Les longs cils de la jeune fille s’agitèrent violemment sur ses yeux noirs, et, maîtrisant des passions en opposition les unes aux autres, elle dit avec dignité en prenant un petit pupitre en ébène qui était posé à côté de sa toilette :

— Ma correspondance n’est ni importante, ni très-étendue, mais, telle qu’elle est, heureusement pour la réputation de mon style, sinon de ma raison, je crois pouvoir vous montrer le griffonnage que je vous ai envoyé en réponse à votre lettre : en voici une copie, ajouta Alida en ouvrant un papier et en lisant à haute voix.

« Je remercie le capitaine Ludlow de son attention, et de m’avoir procuré l’occasion de connaître les actions cruelles des boucaniers.

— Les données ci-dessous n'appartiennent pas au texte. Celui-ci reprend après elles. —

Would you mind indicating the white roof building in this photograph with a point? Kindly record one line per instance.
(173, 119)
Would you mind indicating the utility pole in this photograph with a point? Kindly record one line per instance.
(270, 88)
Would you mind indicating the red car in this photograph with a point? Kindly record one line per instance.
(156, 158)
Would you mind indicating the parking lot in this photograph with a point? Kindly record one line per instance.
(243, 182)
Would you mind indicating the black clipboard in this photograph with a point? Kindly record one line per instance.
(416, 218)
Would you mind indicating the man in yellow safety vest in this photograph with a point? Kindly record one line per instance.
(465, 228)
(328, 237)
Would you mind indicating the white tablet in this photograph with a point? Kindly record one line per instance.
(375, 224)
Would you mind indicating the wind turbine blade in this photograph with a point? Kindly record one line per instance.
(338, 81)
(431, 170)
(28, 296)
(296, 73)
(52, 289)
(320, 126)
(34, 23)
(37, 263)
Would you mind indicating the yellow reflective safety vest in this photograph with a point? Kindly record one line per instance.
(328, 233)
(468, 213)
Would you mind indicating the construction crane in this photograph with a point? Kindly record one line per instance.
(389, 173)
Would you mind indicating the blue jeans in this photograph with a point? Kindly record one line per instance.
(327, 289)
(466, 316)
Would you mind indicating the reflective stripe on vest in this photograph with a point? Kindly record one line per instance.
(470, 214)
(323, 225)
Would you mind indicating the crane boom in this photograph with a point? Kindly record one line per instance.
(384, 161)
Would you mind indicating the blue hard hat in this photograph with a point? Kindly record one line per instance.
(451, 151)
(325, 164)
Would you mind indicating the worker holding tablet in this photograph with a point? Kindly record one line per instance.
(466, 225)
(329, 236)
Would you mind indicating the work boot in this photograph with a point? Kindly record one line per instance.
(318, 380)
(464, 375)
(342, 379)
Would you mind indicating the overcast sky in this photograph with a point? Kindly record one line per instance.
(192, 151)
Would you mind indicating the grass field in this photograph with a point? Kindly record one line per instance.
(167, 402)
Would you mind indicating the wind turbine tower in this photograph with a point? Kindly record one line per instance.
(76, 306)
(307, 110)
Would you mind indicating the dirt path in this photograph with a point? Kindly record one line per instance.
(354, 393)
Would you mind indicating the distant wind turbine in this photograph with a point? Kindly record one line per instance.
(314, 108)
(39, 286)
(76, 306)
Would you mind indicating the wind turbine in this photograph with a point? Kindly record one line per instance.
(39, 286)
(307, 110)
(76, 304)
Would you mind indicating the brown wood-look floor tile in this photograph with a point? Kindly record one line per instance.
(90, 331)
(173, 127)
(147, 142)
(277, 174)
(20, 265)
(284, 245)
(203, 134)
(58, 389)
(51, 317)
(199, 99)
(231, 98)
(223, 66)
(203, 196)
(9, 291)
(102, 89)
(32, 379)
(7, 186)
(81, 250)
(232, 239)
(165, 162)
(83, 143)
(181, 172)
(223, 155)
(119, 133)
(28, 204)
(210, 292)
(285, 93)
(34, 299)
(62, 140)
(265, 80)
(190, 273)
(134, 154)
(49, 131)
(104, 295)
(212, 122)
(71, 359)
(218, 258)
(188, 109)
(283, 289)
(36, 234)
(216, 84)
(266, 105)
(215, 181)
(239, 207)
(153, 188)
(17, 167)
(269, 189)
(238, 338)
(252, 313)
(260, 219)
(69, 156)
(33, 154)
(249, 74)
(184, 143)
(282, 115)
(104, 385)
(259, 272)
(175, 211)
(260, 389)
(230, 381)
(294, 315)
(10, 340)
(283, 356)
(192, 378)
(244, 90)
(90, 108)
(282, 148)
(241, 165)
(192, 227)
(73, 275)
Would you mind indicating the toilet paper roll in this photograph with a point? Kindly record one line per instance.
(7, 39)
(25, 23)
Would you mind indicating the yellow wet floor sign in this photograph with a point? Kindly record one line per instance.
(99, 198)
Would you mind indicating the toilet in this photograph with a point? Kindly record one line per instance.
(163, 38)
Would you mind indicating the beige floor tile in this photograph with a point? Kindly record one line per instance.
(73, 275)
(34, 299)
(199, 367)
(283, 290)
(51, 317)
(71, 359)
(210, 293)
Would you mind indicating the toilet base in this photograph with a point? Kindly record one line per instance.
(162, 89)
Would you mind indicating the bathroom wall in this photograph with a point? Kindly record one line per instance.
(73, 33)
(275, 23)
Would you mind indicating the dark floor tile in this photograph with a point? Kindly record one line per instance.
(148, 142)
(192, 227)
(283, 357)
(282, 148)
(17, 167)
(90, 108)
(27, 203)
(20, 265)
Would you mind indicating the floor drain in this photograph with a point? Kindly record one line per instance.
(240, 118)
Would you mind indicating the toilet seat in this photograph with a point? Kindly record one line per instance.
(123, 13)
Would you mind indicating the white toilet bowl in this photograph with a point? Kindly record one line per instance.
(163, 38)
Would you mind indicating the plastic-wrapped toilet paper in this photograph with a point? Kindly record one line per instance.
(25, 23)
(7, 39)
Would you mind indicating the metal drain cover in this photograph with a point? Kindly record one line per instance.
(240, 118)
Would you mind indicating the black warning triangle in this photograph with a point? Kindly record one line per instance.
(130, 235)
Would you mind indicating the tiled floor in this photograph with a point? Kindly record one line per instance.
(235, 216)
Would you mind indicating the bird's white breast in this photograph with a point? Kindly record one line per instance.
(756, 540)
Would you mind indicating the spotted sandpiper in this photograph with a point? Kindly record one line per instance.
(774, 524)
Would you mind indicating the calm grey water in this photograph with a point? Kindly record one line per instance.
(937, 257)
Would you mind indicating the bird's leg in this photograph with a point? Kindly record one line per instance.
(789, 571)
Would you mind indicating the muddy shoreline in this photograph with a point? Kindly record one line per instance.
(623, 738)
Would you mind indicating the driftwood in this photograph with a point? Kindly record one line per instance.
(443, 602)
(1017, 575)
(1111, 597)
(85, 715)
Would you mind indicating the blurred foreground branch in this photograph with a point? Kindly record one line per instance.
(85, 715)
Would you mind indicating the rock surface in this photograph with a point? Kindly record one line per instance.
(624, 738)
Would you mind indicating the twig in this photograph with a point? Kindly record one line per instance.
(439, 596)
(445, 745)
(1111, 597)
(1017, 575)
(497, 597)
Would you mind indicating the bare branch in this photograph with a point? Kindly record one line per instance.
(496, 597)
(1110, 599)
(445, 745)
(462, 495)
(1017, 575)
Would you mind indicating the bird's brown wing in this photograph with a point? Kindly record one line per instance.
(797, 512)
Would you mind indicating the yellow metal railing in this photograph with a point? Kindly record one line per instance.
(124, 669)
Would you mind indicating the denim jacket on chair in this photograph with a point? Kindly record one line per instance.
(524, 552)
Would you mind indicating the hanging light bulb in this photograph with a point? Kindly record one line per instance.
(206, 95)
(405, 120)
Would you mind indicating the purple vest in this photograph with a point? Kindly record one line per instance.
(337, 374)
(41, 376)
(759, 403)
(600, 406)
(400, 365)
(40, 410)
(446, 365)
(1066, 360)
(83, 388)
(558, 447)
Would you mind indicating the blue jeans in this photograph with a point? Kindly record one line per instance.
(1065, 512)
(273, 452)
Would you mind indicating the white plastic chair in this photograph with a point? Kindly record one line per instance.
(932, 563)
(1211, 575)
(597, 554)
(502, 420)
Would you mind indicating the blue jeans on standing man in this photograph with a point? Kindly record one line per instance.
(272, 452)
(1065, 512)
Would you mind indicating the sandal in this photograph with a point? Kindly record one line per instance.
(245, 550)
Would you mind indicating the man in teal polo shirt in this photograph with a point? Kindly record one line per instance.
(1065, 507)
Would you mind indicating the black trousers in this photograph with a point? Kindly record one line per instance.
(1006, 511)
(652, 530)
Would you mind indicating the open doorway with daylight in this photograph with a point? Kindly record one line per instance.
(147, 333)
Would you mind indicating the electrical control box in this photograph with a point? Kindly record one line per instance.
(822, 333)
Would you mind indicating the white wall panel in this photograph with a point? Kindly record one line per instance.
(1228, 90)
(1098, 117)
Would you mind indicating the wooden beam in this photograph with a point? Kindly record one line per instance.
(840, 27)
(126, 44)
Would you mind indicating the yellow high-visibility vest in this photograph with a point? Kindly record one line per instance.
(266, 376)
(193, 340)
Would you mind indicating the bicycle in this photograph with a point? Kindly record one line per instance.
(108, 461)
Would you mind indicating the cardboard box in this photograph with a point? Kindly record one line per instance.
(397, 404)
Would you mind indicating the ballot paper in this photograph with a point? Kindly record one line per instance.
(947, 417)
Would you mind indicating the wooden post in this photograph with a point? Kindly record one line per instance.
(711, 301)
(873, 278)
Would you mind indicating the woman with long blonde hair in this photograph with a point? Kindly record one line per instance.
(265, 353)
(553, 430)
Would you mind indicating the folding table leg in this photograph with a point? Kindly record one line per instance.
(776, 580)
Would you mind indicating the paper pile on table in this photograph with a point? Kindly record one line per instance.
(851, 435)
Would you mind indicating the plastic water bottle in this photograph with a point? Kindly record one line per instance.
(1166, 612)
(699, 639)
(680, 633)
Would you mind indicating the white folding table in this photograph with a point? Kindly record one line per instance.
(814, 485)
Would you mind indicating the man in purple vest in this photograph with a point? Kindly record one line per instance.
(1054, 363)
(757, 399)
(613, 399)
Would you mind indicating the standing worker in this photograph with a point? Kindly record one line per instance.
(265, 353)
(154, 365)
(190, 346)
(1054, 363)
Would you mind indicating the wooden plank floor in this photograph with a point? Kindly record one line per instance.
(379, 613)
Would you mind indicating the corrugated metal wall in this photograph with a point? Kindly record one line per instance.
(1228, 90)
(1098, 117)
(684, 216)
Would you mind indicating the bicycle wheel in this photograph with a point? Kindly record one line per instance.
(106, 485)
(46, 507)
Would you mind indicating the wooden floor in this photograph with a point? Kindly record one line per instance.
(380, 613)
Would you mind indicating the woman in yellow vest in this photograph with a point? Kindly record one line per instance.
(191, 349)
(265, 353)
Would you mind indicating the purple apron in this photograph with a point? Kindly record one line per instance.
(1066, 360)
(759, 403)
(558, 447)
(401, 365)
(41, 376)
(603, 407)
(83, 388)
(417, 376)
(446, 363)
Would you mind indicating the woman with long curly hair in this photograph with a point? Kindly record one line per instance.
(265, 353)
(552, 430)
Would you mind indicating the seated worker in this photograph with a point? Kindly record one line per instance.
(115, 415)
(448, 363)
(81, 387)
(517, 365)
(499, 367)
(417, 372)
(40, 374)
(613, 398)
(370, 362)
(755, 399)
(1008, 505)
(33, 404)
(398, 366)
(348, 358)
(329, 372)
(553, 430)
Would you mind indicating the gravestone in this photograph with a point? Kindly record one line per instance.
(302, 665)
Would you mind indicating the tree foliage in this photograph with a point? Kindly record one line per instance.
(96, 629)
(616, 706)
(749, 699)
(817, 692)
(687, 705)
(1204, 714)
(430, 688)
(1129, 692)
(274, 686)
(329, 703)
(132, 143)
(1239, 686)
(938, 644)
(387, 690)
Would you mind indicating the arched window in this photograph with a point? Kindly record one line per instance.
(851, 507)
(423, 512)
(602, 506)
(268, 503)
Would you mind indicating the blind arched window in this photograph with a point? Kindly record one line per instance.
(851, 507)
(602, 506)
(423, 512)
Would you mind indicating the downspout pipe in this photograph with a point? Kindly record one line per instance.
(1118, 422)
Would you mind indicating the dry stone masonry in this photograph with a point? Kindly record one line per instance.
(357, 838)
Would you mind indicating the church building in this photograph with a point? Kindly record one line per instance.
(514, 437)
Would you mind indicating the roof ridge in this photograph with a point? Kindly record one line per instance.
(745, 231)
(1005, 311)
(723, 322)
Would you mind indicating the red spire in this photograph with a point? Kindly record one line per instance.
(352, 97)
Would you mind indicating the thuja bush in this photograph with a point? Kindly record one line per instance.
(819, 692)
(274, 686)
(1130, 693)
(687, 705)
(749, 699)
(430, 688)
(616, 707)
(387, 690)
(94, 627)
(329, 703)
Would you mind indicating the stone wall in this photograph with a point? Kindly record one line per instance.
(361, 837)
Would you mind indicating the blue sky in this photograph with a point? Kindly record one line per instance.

À part les sentiments de la simple humanité, on ne peut que regretter que des hommes aussi coupables appartiennent à une profession dont on considère en général les membres comme généreux, et protégeant la faiblesse. Il faut espérer, néanmoins, que la cruauté et la bassesse, parmi quelques marins, n’existent que pour faire briller avec plus d’éclat la noblesse et la loyauté des autres. Personne ne peut être plus convaincu de cette vérité que les amis du capitaine Ludlow (la voix d’Alida s’affaiblit un peu en lisant cette phrase), dont la réputation de générosité est acquise depuis longtemps. En retour, je lui envoie un exemplaire du Cid, que l’honnête François assure être supérieur à tous les autres poèmes, sans excepter ceux d’Homère, ouvrages qu’on peut lui pardonner de calomnier, parce qu’il ignore probablement ce qu’ils contiennent. Je remercie de nouveau le capitaine Ludlow de ses attentions répétées, et le prie de garder le volume que je lui envoie, jusqu’au retour de la croisière. »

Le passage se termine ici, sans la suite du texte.